12 CV Tips
Updated: Nov 18, 2019
Keep your CV to 1-2 pages. Less is more when it comes to format. Keep your CV design simple so recruiters can pull information from it quickly.
Write in the third person. Avoid using "I" or "me".
Most recent experience should be first, then work backward.
If you have recently taken a break to go back to school, you want to include this as part of your work experience to help fill-in time lapses.
Tailor your CV to the role. Most companies are quite precise about the skills they look for and there are also many qualified local candidates. To stand out try to match the required skills as close as possible (maintaining honesty of course!).
When writing bullet points focus on your achievements and quantify.
After each point as yourself, "so what?". If you feel it is a "so what" statement then take it out or make it more meaningful.
Focus on highlighting core competencies (i.e: leadership, teamwork, analytical skills).
Highlight 6 -8 core skills and put them in their own section, preferably just after your contact details.
Leave out your birthday.
Make sure to include your contact details (email, phone number, and home address).

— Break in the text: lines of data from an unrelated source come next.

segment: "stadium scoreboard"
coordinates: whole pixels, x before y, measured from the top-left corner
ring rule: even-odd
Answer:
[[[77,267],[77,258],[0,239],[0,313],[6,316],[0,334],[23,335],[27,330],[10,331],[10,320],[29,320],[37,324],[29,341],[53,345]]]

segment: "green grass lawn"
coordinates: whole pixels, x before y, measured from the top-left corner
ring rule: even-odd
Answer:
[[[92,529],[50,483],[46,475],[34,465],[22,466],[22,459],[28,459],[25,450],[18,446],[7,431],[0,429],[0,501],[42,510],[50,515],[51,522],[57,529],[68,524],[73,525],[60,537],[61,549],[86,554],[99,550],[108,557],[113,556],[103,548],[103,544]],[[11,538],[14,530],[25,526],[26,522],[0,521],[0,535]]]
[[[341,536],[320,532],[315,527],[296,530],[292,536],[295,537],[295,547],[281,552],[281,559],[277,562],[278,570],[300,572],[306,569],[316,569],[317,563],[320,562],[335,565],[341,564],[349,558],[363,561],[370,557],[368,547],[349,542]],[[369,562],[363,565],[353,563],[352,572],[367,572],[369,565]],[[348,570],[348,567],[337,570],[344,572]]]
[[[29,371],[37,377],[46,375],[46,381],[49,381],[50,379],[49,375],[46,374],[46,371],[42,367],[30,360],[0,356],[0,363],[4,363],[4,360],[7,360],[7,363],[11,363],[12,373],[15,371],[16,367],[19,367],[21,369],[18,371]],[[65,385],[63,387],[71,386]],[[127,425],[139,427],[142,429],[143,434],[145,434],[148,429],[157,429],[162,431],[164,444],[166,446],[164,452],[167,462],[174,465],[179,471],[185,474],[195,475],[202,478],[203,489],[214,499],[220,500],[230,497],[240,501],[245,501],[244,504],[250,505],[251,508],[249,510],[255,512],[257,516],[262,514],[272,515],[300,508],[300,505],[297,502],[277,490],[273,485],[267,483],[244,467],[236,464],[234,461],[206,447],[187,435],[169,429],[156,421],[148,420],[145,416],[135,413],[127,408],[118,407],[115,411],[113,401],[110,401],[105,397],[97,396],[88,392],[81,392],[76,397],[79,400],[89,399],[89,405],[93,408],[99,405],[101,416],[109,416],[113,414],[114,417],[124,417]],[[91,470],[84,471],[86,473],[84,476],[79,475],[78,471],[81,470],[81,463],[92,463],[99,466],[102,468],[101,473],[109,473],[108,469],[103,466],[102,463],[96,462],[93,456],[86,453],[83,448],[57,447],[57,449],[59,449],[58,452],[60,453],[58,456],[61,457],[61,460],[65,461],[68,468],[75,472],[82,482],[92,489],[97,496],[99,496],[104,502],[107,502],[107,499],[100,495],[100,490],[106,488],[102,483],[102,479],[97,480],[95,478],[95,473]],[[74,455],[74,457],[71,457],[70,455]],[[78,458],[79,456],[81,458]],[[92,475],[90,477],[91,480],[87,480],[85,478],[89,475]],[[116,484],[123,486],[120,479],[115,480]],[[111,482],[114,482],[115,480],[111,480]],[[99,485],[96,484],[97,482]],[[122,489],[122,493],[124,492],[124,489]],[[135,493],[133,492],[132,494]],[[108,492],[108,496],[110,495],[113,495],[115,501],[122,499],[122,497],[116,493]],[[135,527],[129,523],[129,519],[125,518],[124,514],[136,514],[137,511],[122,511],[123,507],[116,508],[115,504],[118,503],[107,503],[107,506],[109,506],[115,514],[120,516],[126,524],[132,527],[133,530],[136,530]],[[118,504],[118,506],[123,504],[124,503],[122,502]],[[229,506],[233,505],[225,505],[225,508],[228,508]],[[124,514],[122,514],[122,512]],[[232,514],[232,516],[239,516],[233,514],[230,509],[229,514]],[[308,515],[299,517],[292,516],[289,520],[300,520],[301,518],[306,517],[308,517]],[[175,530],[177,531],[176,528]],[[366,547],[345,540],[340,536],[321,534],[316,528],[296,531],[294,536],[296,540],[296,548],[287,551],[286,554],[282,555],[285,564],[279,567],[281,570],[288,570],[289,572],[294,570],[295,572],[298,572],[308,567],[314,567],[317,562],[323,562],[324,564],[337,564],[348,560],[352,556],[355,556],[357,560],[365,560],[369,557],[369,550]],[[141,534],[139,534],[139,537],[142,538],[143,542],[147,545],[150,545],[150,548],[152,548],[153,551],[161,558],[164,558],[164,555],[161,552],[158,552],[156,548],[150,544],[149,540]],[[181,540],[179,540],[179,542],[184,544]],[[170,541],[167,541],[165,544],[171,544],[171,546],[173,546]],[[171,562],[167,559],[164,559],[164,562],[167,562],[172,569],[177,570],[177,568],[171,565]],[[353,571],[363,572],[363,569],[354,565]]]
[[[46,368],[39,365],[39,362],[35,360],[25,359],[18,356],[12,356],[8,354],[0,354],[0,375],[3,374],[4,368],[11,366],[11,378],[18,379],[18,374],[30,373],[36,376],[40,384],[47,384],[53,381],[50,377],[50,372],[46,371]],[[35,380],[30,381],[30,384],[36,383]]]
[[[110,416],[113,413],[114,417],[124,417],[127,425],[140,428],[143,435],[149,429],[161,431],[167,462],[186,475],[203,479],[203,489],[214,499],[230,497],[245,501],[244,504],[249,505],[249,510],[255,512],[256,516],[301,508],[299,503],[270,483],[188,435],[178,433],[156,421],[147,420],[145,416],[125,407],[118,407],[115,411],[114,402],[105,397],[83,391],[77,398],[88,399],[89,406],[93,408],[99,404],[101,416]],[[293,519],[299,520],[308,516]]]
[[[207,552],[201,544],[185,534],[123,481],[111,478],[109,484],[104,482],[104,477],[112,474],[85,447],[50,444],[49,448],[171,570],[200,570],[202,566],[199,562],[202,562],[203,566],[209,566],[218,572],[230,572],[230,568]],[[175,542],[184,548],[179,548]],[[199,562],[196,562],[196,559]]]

It's recommended you include your IT knowledge (MS Office, Adobe, SAPP), and any language skills.
....and a note about cover letters. When writing your cover letter:
For private sector roles, aim to keep it short, 3-4 paragraphs. Recruiters don't have time to read your life story.
The exception to this rule is if the job requires you to outline how you mean each job specification. This is common in the public sector, for example in higher education. If this is the case then make sure you address each and every job specification.

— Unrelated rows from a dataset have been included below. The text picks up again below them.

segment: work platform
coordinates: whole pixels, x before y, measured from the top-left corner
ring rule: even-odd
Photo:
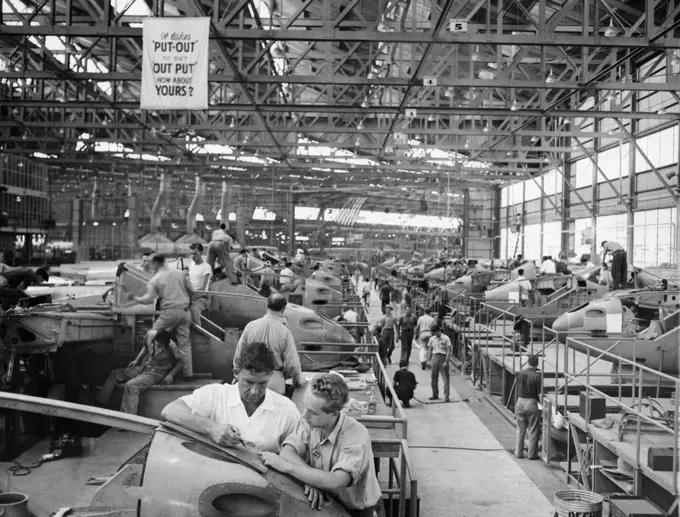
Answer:
[[[680,380],[617,356],[615,347],[602,351],[571,338],[559,343],[548,328],[532,325],[524,346],[514,330],[516,316],[502,311],[495,316],[478,314],[485,305],[465,295],[451,304],[452,317],[445,323],[455,341],[460,370],[501,412],[514,418],[516,375],[526,367],[530,354],[538,355],[543,374],[543,436],[553,437],[552,406],[566,419],[567,461],[559,463],[565,481],[603,495],[645,496],[668,515],[677,515],[678,426],[674,422]],[[584,400],[592,397],[604,413],[595,422],[584,418],[591,410],[584,408]],[[665,448],[674,455],[669,471],[652,468],[650,448]],[[546,462],[552,452],[543,447]]]

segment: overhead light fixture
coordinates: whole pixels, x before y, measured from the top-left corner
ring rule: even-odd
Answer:
[[[479,51],[479,45],[477,45],[475,47],[475,51],[470,56],[470,59],[472,59],[473,61],[481,61],[482,60],[482,54]]]
[[[613,135],[614,133],[615,133],[615,131],[613,129],[610,129],[609,131],[607,131],[608,135]]]
[[[465,145],[463,147],[465,147],[465,149],[470,149],[470,140],[465,140]]]
[[[545,82],[548,84],[553,84],[557,82],[557,77],[555,77],[555,74],[553,74],[553,69],[550,69],[550,73],[548,74],[548,77],[545,78]]]
[[[673,57],[671,57],[671,65],[680,66],[680,56],[673,52]]]
[[[359,123],[357,124],[357,131],[363,131],[364,130],[364,123],[360,120]]]
[[[531,137],[532,142],[538,142],[538,137],[537,136],[532,136]]]
[[[434,115],[428,115],[428,116],[427,116],[427,121],[428,121],[428,122],[434,122],[435,120],[437,120],[437,118],[436,118]]]
[[[543,161],[544,161],[545,163],[550,163],[550,157],[549,157],[549,156],[546,156],[545,158],[543,158]]]
[[[487,122],[486,126],[484,126],[484,129],[482,131],[484,131],[485,133],[489,133],[491,131],[491,124]]]
[[[609,27],[604,30],[605,38],[615,38],[619,35],[619,29],[614,27],[614,18],[609,19]]]
[[[512,104],[510,104],[510,111],[517,111],[519,110],[519,104],[517,104],[517,99],[512,101]]]
[[[229,129],[234,129],[236,127],[236,122],[234,119],[231,119],[231,122],[229,122]]]
[[[364,109],[367,109],[369,107],[368,99],[364,99],[363,101],[361,101],[361,107]]]
[[[496,78],[496,72],[483,68],[477,73],[477,77],[484,81],[493,81]]]
[[[665,115],[666,113],[668,113],[666,111],[666,108],[661,108],[659,111],[656,112],[657,115]]]
[[[576,140],[574,140],[574,143],[571,144],[571,148],[574,149],[575,151],[577,151],[580,148]]]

Discuss briefly why the role and why the company.
Showcase how your experience matches the role requirements.
Try to use the STAR method (Situation. Task. Action. Result) when outlining your experience.
Situation: Describe the specific situation or challenge that you were faced with.
Task: Describe your responsibility in the situation and what did you want or need to achieve?
Action: Describe what specific steps you took to address the situation.
Result: Describe the outcome. What happened? What did you accomplish? What did you learn?
Applying for jobs in the UK can be tiring. Hopefully these little tips will help you make the right impression to get to the net round.... the interview (or in some cases, the online test!).